Noble Environment’s new building material, Ecor, developed in partnership with the U.S. Department of Agriculture, is 100% bio-based, 100% comprised of recycled waste materials, and 100% recyclable, and it has the potential to recreate everlasting raw materials and eliminate waste. Ecor is an advanced environmental composite panel that is formed from the conversion of cellulose fiber, pressure, and heat, and this fiber-based waste can consist of office paper, cardboard, recycled fabrics, wood dust and trimmings, and many other waste products. The company says Ecor can be used as a sustainable alternative to wood, composites, aluminum, and plastics. This material can also be engineered into a variety of shapes for different applications making its possibilities very diverse, exciting, and endless.

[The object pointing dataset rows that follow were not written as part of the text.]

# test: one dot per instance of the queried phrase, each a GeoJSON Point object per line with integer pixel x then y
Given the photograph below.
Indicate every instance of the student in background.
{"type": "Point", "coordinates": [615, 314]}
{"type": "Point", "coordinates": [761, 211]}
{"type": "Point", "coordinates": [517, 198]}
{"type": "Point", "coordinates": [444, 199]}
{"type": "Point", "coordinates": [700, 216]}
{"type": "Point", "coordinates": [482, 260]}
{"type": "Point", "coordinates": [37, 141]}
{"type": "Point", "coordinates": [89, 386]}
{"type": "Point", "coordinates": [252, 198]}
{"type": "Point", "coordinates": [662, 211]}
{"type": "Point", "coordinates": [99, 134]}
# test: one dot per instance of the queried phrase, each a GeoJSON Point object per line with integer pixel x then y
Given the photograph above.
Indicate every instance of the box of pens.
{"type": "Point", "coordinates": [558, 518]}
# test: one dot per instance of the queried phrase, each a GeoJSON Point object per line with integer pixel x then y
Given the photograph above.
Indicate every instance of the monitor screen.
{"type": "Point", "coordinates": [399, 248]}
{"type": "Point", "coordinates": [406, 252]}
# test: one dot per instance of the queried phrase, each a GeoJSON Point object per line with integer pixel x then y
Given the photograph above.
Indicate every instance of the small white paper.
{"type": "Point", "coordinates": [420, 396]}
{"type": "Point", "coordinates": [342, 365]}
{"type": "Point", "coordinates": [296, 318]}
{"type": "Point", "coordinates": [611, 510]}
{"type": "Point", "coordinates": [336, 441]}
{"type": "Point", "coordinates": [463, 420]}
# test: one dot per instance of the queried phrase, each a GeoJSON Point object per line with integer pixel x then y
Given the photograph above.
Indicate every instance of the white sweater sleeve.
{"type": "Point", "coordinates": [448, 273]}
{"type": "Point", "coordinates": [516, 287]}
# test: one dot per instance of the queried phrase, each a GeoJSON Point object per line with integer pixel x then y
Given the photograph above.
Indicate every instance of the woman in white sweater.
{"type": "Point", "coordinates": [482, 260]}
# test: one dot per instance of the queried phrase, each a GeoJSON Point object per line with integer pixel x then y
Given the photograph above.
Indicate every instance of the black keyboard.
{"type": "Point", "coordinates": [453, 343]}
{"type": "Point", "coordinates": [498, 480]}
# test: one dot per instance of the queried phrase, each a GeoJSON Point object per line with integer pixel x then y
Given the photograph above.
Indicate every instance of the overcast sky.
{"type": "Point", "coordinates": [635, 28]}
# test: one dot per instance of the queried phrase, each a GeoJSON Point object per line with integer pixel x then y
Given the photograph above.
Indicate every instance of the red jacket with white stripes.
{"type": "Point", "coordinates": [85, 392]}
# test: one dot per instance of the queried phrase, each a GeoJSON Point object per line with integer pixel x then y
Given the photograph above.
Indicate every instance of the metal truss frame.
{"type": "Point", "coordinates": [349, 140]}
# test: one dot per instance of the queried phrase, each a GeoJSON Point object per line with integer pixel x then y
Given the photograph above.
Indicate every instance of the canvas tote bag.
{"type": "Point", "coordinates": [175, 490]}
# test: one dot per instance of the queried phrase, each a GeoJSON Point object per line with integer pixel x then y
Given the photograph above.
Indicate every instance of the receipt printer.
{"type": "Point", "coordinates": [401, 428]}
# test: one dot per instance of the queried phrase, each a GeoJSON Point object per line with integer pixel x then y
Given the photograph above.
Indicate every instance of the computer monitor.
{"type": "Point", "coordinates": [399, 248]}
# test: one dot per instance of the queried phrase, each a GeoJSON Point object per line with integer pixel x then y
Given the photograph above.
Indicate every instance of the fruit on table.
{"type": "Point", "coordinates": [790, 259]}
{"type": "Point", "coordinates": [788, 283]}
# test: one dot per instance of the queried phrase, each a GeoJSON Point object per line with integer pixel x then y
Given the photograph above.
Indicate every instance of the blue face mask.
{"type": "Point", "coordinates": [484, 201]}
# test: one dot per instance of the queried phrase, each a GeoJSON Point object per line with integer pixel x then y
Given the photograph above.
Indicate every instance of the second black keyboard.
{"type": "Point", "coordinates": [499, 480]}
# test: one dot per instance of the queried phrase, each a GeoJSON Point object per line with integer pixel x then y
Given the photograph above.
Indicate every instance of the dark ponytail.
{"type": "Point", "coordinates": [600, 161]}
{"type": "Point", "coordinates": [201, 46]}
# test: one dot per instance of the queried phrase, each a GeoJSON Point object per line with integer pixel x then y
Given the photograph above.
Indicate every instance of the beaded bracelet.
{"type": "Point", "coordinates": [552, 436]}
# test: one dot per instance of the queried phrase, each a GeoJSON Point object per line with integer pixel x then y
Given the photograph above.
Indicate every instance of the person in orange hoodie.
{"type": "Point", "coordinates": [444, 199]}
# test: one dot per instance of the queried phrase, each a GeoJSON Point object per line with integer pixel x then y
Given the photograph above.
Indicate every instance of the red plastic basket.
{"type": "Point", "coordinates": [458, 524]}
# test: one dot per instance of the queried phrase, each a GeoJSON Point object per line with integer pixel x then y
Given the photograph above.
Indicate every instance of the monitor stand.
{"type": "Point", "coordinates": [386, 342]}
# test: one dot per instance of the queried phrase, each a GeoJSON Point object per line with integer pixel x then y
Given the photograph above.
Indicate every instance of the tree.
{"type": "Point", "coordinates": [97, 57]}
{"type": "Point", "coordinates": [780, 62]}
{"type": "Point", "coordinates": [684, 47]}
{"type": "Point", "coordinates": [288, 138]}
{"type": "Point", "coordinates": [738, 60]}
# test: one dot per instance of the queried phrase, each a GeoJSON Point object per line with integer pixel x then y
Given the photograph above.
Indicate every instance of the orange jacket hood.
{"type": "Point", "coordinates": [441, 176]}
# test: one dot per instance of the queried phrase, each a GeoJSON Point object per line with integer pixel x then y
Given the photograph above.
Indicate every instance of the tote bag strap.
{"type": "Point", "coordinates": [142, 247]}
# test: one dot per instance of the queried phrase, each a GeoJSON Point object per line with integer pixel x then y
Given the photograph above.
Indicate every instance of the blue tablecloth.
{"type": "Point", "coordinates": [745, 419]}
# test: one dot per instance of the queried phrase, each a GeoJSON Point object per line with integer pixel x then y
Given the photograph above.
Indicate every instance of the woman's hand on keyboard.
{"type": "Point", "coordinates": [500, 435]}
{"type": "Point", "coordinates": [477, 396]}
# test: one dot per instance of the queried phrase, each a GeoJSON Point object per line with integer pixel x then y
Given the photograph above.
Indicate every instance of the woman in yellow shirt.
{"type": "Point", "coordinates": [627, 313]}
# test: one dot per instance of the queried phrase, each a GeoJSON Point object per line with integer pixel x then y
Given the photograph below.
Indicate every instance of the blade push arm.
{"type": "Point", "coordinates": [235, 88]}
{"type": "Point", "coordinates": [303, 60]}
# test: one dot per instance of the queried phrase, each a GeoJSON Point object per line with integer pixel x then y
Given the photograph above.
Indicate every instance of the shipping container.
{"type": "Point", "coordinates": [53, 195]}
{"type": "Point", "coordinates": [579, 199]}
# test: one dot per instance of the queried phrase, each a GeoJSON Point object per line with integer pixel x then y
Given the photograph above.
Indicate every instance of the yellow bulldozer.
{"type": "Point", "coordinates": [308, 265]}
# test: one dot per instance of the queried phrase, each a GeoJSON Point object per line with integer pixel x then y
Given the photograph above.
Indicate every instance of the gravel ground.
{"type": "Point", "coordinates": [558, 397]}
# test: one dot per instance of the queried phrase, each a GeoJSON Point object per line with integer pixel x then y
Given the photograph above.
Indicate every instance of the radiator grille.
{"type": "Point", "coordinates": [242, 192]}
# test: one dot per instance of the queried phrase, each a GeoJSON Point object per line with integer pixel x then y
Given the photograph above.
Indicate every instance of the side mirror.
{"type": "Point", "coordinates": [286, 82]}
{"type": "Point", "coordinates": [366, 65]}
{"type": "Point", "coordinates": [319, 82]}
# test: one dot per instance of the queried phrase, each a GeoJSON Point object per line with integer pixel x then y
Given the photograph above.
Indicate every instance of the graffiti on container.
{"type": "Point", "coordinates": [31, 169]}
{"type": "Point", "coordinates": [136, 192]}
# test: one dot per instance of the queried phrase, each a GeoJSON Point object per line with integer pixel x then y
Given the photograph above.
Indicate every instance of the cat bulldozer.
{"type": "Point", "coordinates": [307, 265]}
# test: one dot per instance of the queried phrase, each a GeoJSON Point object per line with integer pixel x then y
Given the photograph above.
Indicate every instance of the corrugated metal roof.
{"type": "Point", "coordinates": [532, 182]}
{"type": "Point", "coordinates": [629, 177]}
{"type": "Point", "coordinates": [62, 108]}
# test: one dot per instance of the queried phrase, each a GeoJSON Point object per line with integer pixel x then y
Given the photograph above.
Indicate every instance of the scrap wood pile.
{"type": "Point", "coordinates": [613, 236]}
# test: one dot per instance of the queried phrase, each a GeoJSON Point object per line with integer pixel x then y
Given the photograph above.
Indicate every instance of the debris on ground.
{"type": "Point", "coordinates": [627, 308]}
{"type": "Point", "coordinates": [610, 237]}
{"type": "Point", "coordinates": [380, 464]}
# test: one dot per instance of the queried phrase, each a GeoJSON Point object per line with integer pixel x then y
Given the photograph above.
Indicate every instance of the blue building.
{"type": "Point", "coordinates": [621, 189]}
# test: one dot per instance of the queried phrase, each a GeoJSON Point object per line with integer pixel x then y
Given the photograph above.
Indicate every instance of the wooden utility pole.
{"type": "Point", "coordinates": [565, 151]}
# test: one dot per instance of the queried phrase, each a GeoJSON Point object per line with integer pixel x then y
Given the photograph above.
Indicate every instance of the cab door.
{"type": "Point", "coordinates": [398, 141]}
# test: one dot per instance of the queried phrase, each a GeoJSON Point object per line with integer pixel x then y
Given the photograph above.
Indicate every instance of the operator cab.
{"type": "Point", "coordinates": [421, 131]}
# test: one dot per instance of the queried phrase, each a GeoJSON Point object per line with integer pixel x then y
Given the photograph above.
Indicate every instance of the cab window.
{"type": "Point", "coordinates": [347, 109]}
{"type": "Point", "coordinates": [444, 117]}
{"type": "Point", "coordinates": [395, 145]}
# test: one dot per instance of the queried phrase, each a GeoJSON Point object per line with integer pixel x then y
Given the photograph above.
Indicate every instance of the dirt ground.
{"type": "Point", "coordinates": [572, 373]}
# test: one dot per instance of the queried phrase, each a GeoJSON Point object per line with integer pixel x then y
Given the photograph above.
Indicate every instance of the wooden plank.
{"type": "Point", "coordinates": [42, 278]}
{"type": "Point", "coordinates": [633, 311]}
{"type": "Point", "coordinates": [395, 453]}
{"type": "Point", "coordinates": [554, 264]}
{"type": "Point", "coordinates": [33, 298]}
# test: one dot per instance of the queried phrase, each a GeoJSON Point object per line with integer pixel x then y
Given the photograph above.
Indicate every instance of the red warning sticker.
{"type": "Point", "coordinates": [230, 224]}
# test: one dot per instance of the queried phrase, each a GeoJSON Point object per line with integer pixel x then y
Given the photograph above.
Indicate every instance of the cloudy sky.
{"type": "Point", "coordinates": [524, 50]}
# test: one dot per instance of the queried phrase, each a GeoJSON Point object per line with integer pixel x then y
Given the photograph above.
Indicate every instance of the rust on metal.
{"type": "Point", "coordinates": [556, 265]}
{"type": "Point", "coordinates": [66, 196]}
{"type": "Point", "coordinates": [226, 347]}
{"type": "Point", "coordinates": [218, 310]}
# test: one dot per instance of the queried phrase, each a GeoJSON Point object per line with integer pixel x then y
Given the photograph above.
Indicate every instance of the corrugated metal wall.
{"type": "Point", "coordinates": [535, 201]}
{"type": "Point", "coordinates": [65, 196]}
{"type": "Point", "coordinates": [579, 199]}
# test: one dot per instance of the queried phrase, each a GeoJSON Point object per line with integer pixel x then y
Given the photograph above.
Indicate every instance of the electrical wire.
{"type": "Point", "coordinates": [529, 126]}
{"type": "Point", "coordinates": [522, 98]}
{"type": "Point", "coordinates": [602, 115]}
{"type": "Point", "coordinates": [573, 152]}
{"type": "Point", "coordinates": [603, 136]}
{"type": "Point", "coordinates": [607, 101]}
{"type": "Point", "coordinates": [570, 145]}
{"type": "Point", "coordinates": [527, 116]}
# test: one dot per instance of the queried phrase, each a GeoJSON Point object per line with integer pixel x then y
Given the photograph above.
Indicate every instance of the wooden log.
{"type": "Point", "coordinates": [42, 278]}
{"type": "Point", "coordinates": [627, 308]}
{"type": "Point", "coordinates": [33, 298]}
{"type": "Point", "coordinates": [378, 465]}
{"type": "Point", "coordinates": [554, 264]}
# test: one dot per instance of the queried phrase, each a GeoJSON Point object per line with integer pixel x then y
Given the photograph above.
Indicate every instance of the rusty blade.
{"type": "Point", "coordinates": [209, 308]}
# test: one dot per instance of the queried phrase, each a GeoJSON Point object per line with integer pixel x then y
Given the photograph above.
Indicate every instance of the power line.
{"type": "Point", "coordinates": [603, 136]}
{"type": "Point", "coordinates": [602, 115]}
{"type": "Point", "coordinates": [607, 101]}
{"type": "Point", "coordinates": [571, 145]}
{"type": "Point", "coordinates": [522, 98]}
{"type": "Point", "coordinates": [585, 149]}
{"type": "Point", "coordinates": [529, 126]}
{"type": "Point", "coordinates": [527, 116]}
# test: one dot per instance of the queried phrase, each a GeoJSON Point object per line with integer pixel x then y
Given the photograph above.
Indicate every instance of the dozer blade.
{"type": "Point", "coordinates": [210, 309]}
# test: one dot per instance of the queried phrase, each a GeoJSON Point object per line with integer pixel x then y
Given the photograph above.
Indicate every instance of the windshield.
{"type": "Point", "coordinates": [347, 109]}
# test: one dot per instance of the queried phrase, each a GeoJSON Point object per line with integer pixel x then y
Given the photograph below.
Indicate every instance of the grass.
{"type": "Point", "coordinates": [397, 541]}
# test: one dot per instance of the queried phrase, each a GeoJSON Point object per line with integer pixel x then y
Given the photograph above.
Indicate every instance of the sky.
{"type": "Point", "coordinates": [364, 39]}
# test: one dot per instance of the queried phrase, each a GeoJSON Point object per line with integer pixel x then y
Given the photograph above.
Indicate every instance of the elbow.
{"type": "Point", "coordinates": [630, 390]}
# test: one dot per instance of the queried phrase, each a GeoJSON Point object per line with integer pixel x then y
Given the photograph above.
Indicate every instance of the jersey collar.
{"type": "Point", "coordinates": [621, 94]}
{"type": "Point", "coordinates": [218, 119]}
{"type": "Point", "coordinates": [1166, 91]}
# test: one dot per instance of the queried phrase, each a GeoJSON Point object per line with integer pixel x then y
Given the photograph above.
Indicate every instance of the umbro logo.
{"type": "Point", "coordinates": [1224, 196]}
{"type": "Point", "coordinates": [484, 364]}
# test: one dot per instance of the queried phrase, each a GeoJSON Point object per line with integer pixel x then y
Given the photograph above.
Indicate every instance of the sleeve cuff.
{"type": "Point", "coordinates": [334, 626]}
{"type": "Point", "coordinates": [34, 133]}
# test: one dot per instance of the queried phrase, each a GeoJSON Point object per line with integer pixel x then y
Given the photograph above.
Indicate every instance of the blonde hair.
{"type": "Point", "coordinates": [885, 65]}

Some concerns I initially had after reading about this material was related to Ecor’s strength and cost; however, after further research another source stated that Ecor is 30% denser than medium density fiberboard, which means it is more durable and will last longer, and the panels are low in cost, because of the low raw material costs (even negative cost) due to the fact that the raw materials are waste. Google, Whole Foods and Toms Shoes are among the companies already using Ecor — Whole Food has used Ecor for signage, Google used Ecor for wavy interior panels and Toms’ for shoe hangers, and I think it would be interesting to see Starbucks partner with this company as well. Starbucks could recycle their coffee grounds and cups and convert it into signage, more cups, and furniture for example. It would be amazing if the furniture you were using in Starbucks was made from recycled coffee grounds. Ecor has the ability to generate sizable economic and socially accretive returns.